Este último es una incultura económica destinada a provocar codicia a través de nuevas y constantes necesidades superfluas, y de la masiva producción de cosas con una obsolescencia casi inmediata, tanto, que incluso ha provocado el exponencial crecimiento de la industria dedicada a eliminar basura. A esto se suma otro fenómeno: el hecho de que en las sociedades libres se ha desplegado una vocación de vida excesivamente centrada en el placer. Esto ha generado un laicismo que odia cualquier frontera moral, y que promueve el relativismo de los valores que dieron sustento a los ideales constitucionales.
Estrategias. Así las cosas, la defensa de los Estados constitucionales requerirá estrategias. Una de ellas es la preparación para una resistencia de larga duración frente al terrorismo. Esto implicará un mayor fortalecimiento de la cooperación sostenida norte-sur para promover el desarrollo humano, estimular nuevos pactos regionales de coexistencia, correlación y equilibrio de fuerzas, así como también fortalecer las políticas internacionales que desestimen el tráfico armamentístico, como la propuesta del Dr.
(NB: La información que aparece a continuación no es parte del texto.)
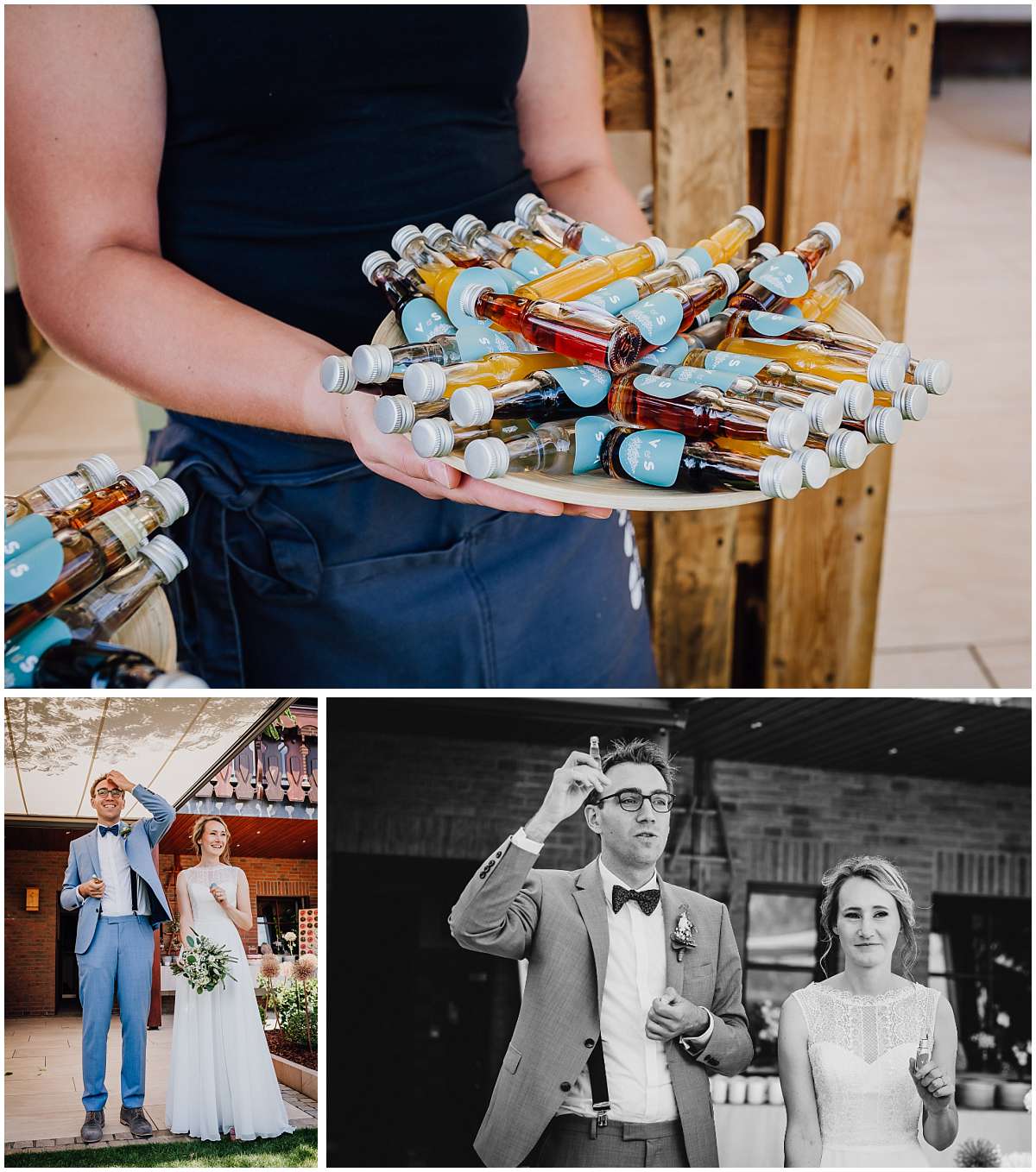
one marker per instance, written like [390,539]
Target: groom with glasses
[633,992]
[112,884]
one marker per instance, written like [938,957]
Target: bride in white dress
[220,1074]
[856,1090]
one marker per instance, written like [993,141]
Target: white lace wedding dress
[859,1048]
[220,1074]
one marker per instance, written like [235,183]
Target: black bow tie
[648,900]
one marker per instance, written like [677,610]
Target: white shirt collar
[610,880]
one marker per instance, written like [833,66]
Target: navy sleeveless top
[300,137]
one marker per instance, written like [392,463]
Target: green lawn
[298,1150]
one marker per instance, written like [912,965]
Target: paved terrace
[43,1084]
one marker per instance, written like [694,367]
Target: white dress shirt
[640,1089]
[117,873]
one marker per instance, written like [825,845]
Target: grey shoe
[136,1120]
[92,1128]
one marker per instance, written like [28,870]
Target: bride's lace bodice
[859,1048]
[204,910]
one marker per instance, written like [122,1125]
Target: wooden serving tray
[600,490]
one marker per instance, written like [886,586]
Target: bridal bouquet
[203,963]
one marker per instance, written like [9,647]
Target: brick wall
[442,797]
[30,938]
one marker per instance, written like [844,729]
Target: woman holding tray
[191,192]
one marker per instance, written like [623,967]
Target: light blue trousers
[120,956]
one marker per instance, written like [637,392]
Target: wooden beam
[856,117]
[701,176]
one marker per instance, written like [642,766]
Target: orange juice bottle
[426,382]
[438,271]
[826,295]
[592,274]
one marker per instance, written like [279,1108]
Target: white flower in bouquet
[203,963]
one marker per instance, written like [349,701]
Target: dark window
[782,955]
[275,917]
[979,959]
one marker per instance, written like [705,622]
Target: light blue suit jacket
[85,861]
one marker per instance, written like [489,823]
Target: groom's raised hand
[672,1017]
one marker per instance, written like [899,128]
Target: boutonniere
[682,936]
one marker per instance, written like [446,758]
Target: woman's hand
[394,458]
[934,1087]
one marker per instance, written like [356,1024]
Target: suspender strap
[599,1086]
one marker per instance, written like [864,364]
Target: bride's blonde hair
[889,879]
[199,830]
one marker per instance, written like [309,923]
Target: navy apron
[307,570]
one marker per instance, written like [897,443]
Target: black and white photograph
[698,932]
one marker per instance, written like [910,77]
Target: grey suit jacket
[558,920]
[84,861]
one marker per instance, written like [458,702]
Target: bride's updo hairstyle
[888,877]
[199,830]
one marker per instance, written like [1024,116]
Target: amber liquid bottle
[701,413]
[127,488]
[96,472]
[822,239]
[98,614]
[704,468]
[514,232]
[98,550]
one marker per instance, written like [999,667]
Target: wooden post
[858,101]
[701,176]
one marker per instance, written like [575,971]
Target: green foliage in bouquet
[203,963]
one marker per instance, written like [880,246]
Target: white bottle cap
[98,470]
[394,414]
[433,231]
[780,477]
[167,557]
[405,236]
[689,265]
[337,374]
[660,251]
[787,428]
[433,438]
[852,271]
[142,477]
[889,347]
[425,382]
[466,226]
[728,275]
[824,226]
[815,465]
[911,402]
[856,398]
[886,372]
[170,498]
[754,216]
[934,375]
[373,363]
[884,425]
[471,406]
[824,413]
[846,449]
[487,458]
[373,261]
[173,680]
[527,206]
[471,294]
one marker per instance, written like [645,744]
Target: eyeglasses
[630,801]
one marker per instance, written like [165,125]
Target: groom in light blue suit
[112,883]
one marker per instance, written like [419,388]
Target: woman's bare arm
[561,123]
[85,124]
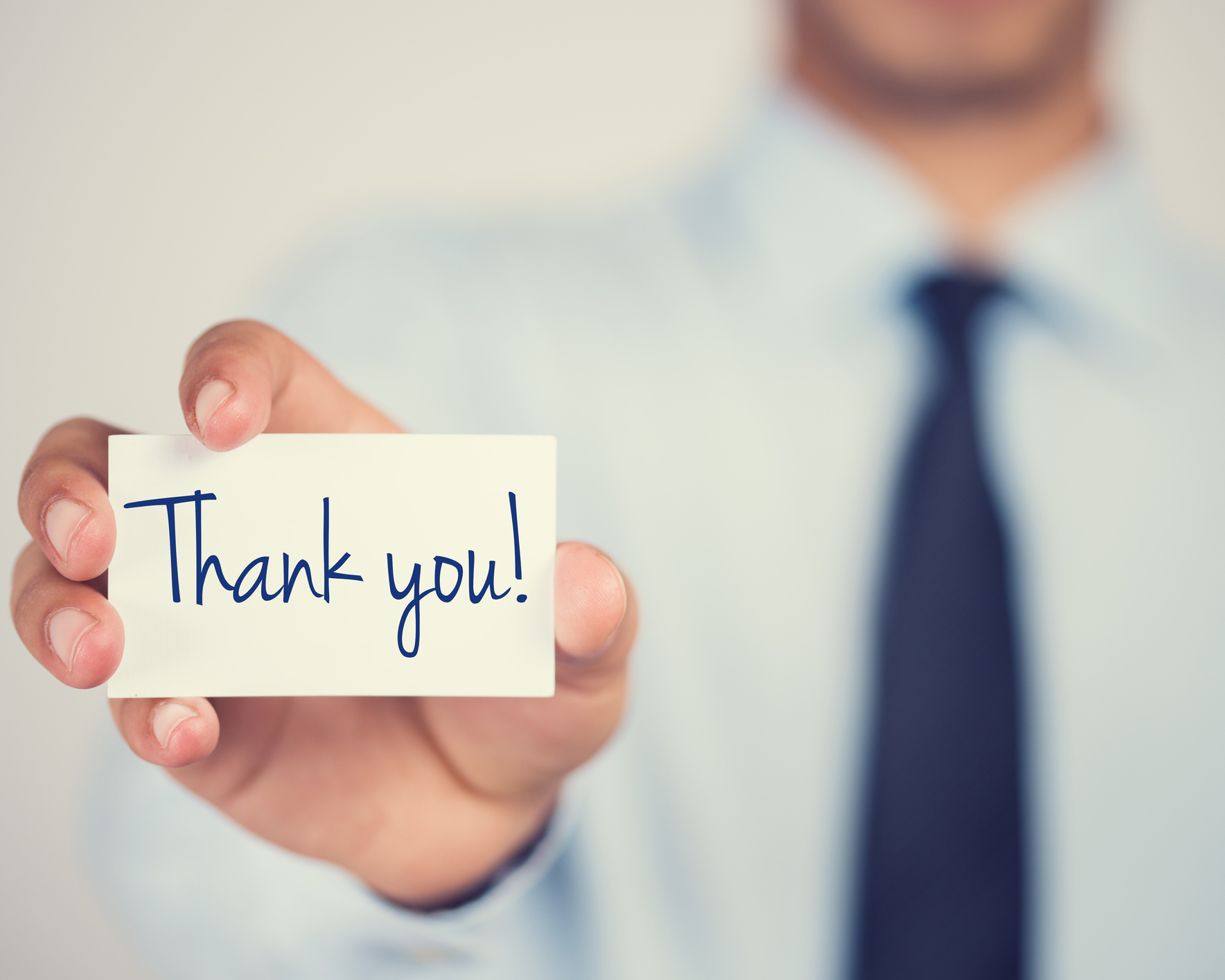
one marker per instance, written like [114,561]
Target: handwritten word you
[254,577]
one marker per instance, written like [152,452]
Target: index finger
[244,378]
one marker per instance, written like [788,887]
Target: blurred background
[161,161]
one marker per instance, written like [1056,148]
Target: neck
[974,159]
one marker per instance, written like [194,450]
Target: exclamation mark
[518,565]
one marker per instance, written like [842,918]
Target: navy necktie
[942,877]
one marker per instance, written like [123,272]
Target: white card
[452,538]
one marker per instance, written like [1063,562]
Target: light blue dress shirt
[730,373]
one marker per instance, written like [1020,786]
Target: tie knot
[950,303]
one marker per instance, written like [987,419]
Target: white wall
[157,159]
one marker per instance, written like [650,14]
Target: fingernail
[210,400]
[62,520]
[167,717]
[64,632]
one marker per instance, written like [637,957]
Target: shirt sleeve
[200,897]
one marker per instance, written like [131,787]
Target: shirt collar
[834,220]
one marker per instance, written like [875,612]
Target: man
[913,457]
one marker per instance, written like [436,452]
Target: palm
[422,798]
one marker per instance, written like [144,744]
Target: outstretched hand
[422,798]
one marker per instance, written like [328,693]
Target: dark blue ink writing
[260,581]
[413,590]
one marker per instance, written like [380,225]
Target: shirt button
[423,953]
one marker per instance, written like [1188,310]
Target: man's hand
[422,798]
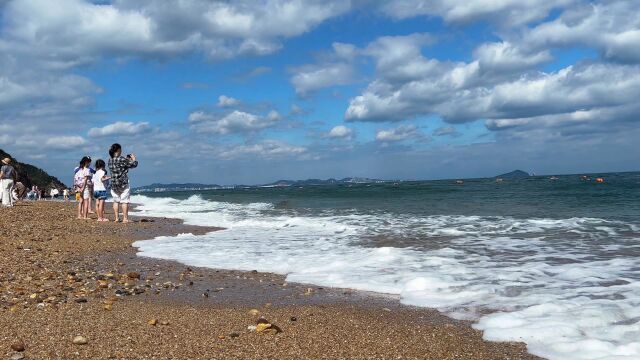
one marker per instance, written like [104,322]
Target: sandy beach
[72,289]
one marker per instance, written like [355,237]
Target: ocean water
[555,264]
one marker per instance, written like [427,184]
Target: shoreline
[61,277]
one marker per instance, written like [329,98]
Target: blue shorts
[100,195]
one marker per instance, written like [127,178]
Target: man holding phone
[120,191]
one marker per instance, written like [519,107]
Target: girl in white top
[100,184]
[82,184]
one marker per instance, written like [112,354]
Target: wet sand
[61,278]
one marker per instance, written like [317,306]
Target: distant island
[516,174]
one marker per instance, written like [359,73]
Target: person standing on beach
[8,177]
[100,180]
[91,172]
[81,180]
[119,167]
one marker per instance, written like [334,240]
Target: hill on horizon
[515,174]
[30,175]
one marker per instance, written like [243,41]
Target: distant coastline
[178,187]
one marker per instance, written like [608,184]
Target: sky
[249,92]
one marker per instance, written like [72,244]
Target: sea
[553,263]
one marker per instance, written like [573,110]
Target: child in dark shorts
[100,183]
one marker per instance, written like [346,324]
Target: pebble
[80,340]
[262,327]
[18,346]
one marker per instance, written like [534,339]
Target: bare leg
[116,211]
[125,213]
[80,205]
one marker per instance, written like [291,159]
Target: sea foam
[568,288]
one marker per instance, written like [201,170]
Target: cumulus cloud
[227,101]
[611,27]
[498,85]
[333,69]
[506,12]
[340,131]
[445,131]
[400,133]
[234,122]
[80,31]
[120,128]
[64,142]
[265,149]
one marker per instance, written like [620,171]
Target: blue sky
[251,92]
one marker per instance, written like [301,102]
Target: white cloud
[227,101]
[64,142]
[506,12]
[500,57]
[265,149]
[611,27]
[495,85]
[401,133]
[335,68]
[314,77]
[78,31]
[445,131]
[120,128]
[340,131]
[231,123]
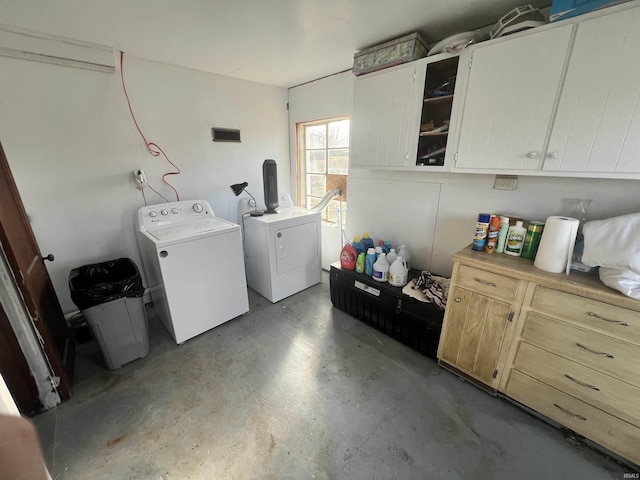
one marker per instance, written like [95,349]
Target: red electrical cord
[151,147]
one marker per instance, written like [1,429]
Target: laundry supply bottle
[515,239]
[381,268]
[360,263]
[348,257]
[369,260]
[398,273]
[367,242]
[502,234]
[357,244]
[480,235]
[492,234]
[391,256]
[404,253]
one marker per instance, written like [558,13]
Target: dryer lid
[185,230]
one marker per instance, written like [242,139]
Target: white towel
[614,242]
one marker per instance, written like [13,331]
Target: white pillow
[614,242]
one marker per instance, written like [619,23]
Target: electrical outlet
[140,179]
[505,182]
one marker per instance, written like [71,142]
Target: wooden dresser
[567,347]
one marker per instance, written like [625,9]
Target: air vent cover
[225,134]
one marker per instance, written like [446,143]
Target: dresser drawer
[602,391]
[604,429]
[608,319]
[487,283]
[599,352]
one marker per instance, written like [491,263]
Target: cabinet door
[384,117]
[473,333]
[509,98]
[597,126]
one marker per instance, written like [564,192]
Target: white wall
[325,98]
[434,214]
[72,148]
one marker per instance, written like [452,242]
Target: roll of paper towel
[556,245]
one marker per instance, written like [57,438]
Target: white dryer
[283,252]
[194,266]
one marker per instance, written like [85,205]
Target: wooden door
[32,278]
[473,334]
[15,370]
[597,126]
[509,98]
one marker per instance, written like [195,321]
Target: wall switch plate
[505,182]
[140,179]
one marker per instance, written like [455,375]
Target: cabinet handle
[617,322]
[484,282]
[567,412]
[582,384]
[603,354]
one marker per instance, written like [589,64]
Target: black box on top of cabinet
[416,324]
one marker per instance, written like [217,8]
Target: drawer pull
[567,412]
[582,384]
[617,322]
[485,282]
[603,354]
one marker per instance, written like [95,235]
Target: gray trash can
[109,295]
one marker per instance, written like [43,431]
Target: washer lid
[185,230]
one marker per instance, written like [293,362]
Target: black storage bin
[416,324]
[98,283]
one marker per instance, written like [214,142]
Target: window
[323,165]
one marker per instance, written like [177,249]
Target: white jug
[398,272]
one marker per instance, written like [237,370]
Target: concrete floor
[296,390]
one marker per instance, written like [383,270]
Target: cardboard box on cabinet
[561,9]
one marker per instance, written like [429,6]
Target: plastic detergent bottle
[502,234]
[398,273]
[348,257]
[492,234]
[367,242]
[381,268]
[404,253]
[357,244]
[480,235]
[515,239]
[391,256]
[369,260]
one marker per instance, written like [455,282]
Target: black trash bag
[99,283]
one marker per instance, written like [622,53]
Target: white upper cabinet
[508,98]
[385,116]
[597,125]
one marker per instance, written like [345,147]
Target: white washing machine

Óscar Arias sobre el tráfico de armas, presentada a la ONU por el Gobierno de Costa Rica.
A todo lo anterior se le deben agregar la defensa irrestricta de los valores que permitieron la democracia constitucional en el orbe, y la promoción de una nueva ética económica que redefina los propósitos globales del capitalismo y el mercado.
En síntesis, aunque nos sintamos tentados a claudicar en la defensa y promoción de los valores del constitucionalismo democrático, la responsabilidad histórica de toda nuestra generación es resistir.